Intervention de Sabine Rubin

Réunion du mardi 9 octobre 2018 à 21h00
Commission des finances, de l'économie générale et du contrôle budgétaire

Photo issue du site de l'Assemblée nationale ou de WikipediaSabine Rubin :

L'amendement I-CF1171 a pour objet d'abandonner le mécanisme de prélèvement à la source de l'impôt sur le revenu.

Adopté sous la précédente législature, ce dispositif a vu son entrée en vigueur reportée à plusieurs reprises, officiellement en raison des difficultés techniques suscitées par sa complexité, mais plutôt, en réalité, pour permettre au Gouvernement de communiquer en 2018 sur les baisses de cotisations que le prélèvement à la source aurait éclipsées.

Notre groupe est opposé à ce dispositif pour huit raisons principales.

Premièrement, il est d'une trop grande complexité, comme l'ont montré les nombreux bugs repérés en 2018, lors de la phase de test – je pense notamment aux 500 000 contribuables qui ont reçu une déclaration préremplie erronée. Si le Gouvernement a cherché à modifier son dispositif, avec par exemple le report de la mise en place du prélèvement à la source à 2020 pour les salariés à domicile, ou encore la possibilité pour les entreprises de moins de 20 salariés de laisser le soin à l'URSSAF de collecter l'impôt à leur place, ce dispositif n'en reste pas moins complexe et inabouti.

Deuxièmement, nous estimons que ce n'est pas à l'entreprise, mais bien à l'administration fiscale, de collecter l'impôt.

Troisièmement, cette réforme est inutile, car la France dispose déjà d'un excellent taux de recouvrement en matière d'impôt sur le revenu – 99,4 % au 31 décembre de l'année « n+1 ».
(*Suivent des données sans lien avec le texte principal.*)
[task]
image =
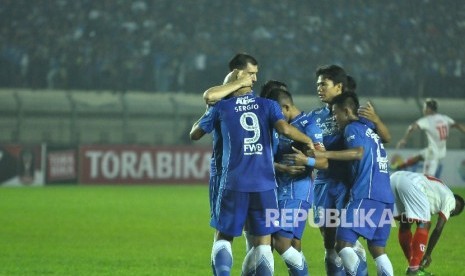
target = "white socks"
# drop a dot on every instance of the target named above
(384, 266)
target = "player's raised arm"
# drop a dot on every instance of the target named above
(342, 155)
(293, 133)
(196, 132)
(234, 81)
(299, 158)
(402, 142)
(368, 111)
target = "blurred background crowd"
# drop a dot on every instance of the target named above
(392, 48)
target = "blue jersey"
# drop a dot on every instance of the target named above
(332, 140)
(369, 175)
(296, 186)
(246, 126)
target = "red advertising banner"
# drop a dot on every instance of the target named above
(132, 164)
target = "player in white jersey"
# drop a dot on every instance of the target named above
(417, 197)
(436, 127)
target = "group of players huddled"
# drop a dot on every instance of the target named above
(265, 150)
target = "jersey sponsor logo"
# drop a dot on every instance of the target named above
(328, 127)
(245, 100)
(242, 108)
(249, 122)
(245, 104)
(380, 159)
(250, 149)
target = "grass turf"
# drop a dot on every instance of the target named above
(147, 230)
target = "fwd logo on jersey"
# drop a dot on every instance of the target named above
(140, 165)
(250, 149)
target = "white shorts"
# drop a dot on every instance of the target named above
(430, 163)
(411, 199)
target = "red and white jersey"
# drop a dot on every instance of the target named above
(436, 127)
(419, 192)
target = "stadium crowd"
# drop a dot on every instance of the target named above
(396, 48)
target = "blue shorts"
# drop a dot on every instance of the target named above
(330, 194)
(366, 218)
(213, 192)
(233, 208)
(293, 217)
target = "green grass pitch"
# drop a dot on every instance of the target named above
(147, 230)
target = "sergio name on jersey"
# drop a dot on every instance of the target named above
(246, 122)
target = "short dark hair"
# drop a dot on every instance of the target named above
(431, 104)
(347, 99)
(351, 84)
(333, 72)
(280, 95)
(270, 85)
(240, 61)
(458, 199)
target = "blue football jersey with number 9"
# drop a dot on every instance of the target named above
(247, 124)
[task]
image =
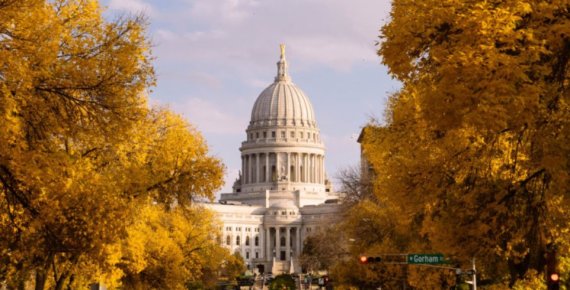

Quatrièmement, nous estimons que le prélèvement à la source se traduit par un manque de lisibilité, qui empêche le contribuable d'appréhender correctement la charge fiscale et ses variations. Le prélèvement à la source pourrait ainsi constituer le premier pas vers un impôt sur le revenu non progressif, que les Français seraient dans l'incapacité de mesurer : de ce fait, la pression fiscale pourrait être modifiée plus facilement.

Cinquièmement, le prélèvement à la source apportera de la complexité pour les contribuables en impliquant de multiples formalités supplémentaires induites par l'année de transition.

Sixièmement, nous pensons que ce système est incompatible avec notre culture fiscale, du fait de la très forte personnalisation de l'impôt sur le revenu français et de la prévalence du concept de foyer fiscal sur celui d'individu.

Septièmement, le prélèvement à la source impose la rupture de la logique française de confidentialité des revenus privés, car en prenant connaissance du taux d'imposition de ses salariés, un employeur pourra en déduire le montant de leurs revenus familiaux et patrimoniaux – ce qui va obliger certains salariés à mettre en oeuvre des stratégies de dissimulation.

Huitièmement, enfin, le passage au prélèvement à la source va engendrer un coût important pour des finances publiques déjà malmenées. En effet, l'administration va devoir adapter son organisation et ses logiciels déclaratifs et de paiement, mais aussi lancer d'importantes campagnes d'information, en recourant pour cela à des prestataires extérieurs privés.

Pour toutes ces raisons, le passage au prélèvement à la source nous semble une véritable folie.